Yesterday, in Lindke v. Freed, the Supreme Court held 9-0 that social media accounts and posts by public officials do not ordinarily constitute public fora, even where the content of the posts concerns governmental activity. Rather, such posts create a public forum (thereby giving the public some right to access and comment on them) only when they satisfy the state-action doctrine, not when they are the speech of the official in his capacity as a private citizen. In an opinion by Justice Amy Coney Barrett, the Court held that state action is satisfied only when the posting official “(1) had actual authority to speak on behalf of the State [or locality] on a particular matter, and (2) purported to exercise that authority in the relevant posts.”

The Court stressed that both portions of the test were fact-dependent. Actual authority under the first part of the test depends on “written law or longstanding custom” giving the official the authority to speak on behalf of the government with regard to the subject of the post. Importantly, the test is not whether the subject of the post falls within the official’s job responsibilities, but whether the official has the authority to speak for the government with respect to that issue. 

Purported authority under the second part of the test is a “fact-specific undertaking in which the post’s content and function are the most important considerations.” The Court noted that posts with identical content could yield different results depending on whether the context indicated that the official was using the post “to exercise the power of his office” or to “engag[e] in private speech ’relate[d] to his public employment (emphasis added).’” 

Public officials who wish to discuss job-related matters on their personal social-media accounts would be well-advised to post disclaimers on the pages specifying that the posts are being made in their personal capacity and do not constitute official speech on behalf of the government.

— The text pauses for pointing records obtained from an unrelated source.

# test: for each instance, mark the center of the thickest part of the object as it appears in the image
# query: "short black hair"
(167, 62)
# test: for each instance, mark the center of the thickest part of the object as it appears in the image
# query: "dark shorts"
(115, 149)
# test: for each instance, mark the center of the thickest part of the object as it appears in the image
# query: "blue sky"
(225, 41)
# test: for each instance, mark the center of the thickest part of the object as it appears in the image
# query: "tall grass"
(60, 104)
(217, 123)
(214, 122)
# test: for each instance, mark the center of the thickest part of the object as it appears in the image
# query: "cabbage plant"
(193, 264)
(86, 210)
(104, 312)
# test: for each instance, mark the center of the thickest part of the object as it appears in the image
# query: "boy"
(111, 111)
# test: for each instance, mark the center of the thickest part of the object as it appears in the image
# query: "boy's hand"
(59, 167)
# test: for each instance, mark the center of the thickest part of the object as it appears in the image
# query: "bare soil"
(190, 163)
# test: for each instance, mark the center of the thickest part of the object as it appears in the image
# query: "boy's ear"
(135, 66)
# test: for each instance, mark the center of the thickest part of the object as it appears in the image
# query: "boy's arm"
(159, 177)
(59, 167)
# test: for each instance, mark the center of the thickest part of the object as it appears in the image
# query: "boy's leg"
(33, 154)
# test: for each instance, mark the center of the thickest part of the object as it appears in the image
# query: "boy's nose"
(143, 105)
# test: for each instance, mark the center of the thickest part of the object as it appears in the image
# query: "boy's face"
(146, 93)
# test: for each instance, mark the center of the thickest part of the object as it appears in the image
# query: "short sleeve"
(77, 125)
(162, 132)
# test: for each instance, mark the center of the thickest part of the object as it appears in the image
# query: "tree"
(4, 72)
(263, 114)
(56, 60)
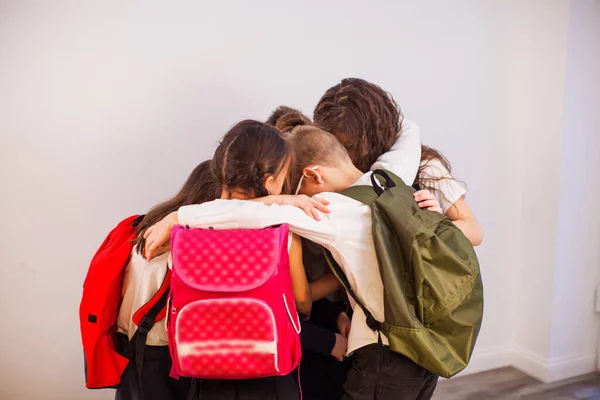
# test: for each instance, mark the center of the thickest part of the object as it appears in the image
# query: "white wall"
(557, 330)
(107, 106)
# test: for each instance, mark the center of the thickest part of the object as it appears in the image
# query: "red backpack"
(100, 303)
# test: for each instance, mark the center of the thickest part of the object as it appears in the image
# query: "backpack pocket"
(226, 339)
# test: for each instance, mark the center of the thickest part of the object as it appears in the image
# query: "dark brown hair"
(286, 118)
(199, 187)
(247, 154)
(365, 119)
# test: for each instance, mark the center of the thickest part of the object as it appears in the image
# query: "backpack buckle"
(372, 323)
(146, 324)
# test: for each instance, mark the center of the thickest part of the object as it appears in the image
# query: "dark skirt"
(274, 388)
(155, 377)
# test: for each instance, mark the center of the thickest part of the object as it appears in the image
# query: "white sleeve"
(404, 157)
(244, 214)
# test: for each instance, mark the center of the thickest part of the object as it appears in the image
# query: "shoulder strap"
(137, 344)
(372, 323)
(368, 194)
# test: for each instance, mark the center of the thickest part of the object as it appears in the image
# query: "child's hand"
(344, 325)
(427, 200)
(340, 348)
(159, 234)
(310, 205)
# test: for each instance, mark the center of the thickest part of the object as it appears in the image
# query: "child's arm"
(463, 218)
(324, 286)
(302, 290)
(404, 157)
(310, 205)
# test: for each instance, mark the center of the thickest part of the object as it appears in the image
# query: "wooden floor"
(509, 384)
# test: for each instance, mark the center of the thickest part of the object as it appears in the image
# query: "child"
(141, 281)
(368, 122)
(252, 161)
(324, 164)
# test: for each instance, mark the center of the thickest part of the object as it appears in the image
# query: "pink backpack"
(232, 313)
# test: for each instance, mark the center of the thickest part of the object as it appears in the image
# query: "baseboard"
(555, 369)
(486, 360)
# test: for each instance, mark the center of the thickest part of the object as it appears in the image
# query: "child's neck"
(227, 195)
(350, 174)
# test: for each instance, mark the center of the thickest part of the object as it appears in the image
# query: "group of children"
(289, 170)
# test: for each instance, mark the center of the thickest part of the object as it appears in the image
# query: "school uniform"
(141, 281)
(321, 376)
(346, 232)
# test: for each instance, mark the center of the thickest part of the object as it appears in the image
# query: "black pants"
(275, 388)
(155, 377)
(399, 377)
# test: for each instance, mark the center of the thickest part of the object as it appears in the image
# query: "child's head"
(286, 118)
(199, 187)
(363, 117)
(321, 163)
(251, 161)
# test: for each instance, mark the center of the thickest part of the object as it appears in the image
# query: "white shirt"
(141, 281)
(345, 231)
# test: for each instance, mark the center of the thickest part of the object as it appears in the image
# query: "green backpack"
(433, 294)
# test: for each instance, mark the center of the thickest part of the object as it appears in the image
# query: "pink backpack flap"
(232, 313)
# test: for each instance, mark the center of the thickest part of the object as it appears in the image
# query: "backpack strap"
(137, 343)
(372, 323)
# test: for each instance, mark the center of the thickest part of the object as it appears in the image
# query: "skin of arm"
(463, 218)
(300, 285)
(324, 286)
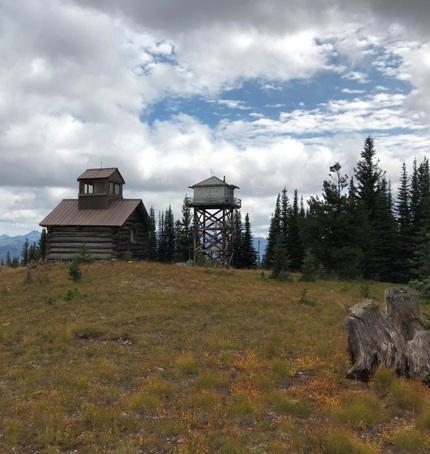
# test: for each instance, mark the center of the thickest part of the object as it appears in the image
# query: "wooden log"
(396, 339)
(418, 355)
(403, 310)
(372, 341)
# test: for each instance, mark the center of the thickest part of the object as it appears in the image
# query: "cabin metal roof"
(213, 181)
(67, 213)
(98, 174)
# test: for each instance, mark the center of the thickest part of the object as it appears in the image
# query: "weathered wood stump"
(396, 339)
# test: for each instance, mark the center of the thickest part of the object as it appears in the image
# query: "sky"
(268, 94)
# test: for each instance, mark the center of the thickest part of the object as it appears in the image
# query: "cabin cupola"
(98, 188)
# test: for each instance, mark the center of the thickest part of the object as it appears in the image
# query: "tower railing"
(213, 201)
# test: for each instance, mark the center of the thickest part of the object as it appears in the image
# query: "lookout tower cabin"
(214, 204)
(100, 218)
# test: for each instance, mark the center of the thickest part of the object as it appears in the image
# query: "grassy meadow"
(148, 358)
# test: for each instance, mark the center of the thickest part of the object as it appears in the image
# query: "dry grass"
(140, 357)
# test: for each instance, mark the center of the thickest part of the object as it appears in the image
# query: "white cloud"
(77, 75)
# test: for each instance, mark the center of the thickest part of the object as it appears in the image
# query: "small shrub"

The Court said that such a disclaimer would create “a heavy (though not irrebuttable) presumption that all of the posts on his page were personal.” Most public officials will probably wish to play it safe and not discuss governmental matters on social-media pages that they wish to remain personal, for the Court warned that officials may not block members of the public from the page if even a portion of the posts on the page constitute state action.

Overall, Lindke makes it quite difficult for members of the public to establish a First Amendment right to access, and to comment on, public officials’ personal social-media pages. Such a right will exist only in the rare case where the public official has authority to speak for the government on the topic of the post and purports to use the post to carry out that authority.